するとそのとき、なぜだか、クールぶって俯瞰していたもうひとりの光来自身がひょっこりと帰ってきて、それと同時に胸の奥底から、次々と吹きこぼれて収拾がつかない熱湯のような気持ちが沸き上がってきた。世界が急激にスピードを上げて回る。ゆっくりと脈打っていた心臓が突然暴れ出す。
……舐めるんじゃねえよカミサマ野郎。お情けでこんなミソッカスみてえな時間をくれるようなのが神様なら俺は信じない。

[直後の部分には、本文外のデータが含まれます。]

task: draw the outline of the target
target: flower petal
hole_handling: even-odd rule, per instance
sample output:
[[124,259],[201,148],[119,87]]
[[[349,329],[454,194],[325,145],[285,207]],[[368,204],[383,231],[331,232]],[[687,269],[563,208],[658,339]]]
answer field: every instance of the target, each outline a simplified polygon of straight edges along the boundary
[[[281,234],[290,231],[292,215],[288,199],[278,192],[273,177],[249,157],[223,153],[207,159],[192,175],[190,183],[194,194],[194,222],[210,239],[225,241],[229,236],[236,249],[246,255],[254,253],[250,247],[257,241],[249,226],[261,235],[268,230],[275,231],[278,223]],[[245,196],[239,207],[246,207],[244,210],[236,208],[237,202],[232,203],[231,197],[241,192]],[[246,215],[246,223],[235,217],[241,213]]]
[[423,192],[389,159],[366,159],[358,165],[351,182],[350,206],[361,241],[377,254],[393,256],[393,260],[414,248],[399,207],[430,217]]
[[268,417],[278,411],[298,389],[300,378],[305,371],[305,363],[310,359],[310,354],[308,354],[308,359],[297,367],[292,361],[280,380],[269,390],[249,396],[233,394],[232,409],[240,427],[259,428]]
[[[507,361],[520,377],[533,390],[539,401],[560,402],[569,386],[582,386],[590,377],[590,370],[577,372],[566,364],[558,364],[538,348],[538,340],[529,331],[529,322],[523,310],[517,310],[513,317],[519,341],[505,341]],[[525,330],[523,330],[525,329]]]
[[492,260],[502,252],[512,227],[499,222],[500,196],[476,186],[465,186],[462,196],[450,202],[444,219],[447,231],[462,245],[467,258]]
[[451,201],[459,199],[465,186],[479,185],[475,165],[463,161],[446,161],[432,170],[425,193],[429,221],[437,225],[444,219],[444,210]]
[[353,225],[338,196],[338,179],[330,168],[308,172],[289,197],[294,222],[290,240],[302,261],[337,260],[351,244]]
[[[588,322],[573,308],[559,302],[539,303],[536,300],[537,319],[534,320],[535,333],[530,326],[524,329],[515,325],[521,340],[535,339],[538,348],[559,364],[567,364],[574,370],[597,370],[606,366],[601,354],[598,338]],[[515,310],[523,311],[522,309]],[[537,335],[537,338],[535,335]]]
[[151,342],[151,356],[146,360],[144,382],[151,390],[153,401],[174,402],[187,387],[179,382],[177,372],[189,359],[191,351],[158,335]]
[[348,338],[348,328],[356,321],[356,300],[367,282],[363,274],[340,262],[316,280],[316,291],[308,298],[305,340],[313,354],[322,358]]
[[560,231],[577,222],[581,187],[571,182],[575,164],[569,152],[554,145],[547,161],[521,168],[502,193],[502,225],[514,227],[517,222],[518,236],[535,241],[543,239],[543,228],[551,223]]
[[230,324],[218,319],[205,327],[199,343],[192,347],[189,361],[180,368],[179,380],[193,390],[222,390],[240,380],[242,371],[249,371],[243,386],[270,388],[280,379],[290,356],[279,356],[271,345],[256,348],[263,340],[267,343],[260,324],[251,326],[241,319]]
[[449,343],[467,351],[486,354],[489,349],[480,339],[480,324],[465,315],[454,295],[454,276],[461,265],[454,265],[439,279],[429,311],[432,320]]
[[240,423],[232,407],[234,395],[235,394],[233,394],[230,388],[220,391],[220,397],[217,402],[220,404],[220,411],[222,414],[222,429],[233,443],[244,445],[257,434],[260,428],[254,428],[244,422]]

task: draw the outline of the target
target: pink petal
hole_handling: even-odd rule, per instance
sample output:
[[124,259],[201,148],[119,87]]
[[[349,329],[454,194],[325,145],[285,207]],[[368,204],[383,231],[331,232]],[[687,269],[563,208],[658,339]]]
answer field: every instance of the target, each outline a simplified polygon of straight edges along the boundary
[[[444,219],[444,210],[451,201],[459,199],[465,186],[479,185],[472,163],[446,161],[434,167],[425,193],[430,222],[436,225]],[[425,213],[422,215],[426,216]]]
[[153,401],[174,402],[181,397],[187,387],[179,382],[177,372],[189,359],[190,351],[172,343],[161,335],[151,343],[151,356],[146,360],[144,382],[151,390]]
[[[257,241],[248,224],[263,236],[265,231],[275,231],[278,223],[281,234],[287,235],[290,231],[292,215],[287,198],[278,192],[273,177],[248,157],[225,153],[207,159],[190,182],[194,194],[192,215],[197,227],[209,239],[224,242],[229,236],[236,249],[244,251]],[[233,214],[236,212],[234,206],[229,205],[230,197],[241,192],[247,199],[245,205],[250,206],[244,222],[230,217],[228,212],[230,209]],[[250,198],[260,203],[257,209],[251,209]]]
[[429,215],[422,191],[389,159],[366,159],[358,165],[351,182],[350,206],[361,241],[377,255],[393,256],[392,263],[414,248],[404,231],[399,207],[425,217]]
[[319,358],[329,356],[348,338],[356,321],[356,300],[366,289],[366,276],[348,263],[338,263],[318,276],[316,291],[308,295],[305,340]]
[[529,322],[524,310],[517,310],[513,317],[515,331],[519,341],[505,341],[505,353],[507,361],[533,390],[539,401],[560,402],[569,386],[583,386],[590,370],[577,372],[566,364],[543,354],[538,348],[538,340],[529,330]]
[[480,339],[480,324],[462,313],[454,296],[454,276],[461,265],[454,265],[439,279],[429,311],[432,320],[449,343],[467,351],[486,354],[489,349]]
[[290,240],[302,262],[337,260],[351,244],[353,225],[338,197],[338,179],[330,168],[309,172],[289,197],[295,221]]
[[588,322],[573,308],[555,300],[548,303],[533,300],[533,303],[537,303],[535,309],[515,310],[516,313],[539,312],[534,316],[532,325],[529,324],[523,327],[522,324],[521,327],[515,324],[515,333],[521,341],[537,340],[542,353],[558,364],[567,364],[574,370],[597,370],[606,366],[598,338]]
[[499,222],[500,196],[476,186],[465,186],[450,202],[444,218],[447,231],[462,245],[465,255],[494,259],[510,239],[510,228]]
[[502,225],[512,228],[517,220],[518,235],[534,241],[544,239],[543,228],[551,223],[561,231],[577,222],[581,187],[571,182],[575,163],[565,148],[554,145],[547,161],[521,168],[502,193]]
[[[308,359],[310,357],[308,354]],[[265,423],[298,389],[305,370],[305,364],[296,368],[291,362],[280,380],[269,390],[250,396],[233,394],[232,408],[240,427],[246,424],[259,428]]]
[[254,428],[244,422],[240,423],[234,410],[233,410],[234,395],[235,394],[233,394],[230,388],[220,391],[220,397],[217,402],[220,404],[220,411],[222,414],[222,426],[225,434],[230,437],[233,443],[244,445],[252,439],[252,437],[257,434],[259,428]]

それよりも俺を殺すんじゃねえ、俺にはやらなきゃいけないことがあるんだ! 俺はこんなことじゃ死ねない! 死ねない死ねない死ねない!!
「死にたくねええーーー!!!」
光来は腹の底の底の底から叫んだ。しかし墜落、その勢いは増す。腕に力を込める。地面が近づく、草木のざわめきはすぐそこにある、重力が音を立てる、その隙間に、トンビのものでも神様のものでもない、もうひとつの羽音がするりと入り込み、バサ、という音と共に光来達は暖かい灰白色の何かに包まれた。
「……!?」
地面に衝突した感覚がない。
ーーい、生きてる!?
光来は暗くなった視界の中で生きている確証を探した。腕、あったかい、身体、柔らかい、「ちょっ、南君ッ!?」あれッ、これ道上か!?
「ウワッごめん!」
光来は驚いて手を離した。暖かいのはどうやら溢れた血ではなかった。熱い血潮は皮膚を突き破ることなく身体の中を流れている。
「君達、大丈夫?」
暗闇の向こうから知らない声が聞こえて、視界に少しずつ光が差し込んできた。まるでステージの緞帳が上がるときのようだった。
ーーそれが天使守護隊隊員である天使の翼だったことに気づくのには、少々の時間が必要だった。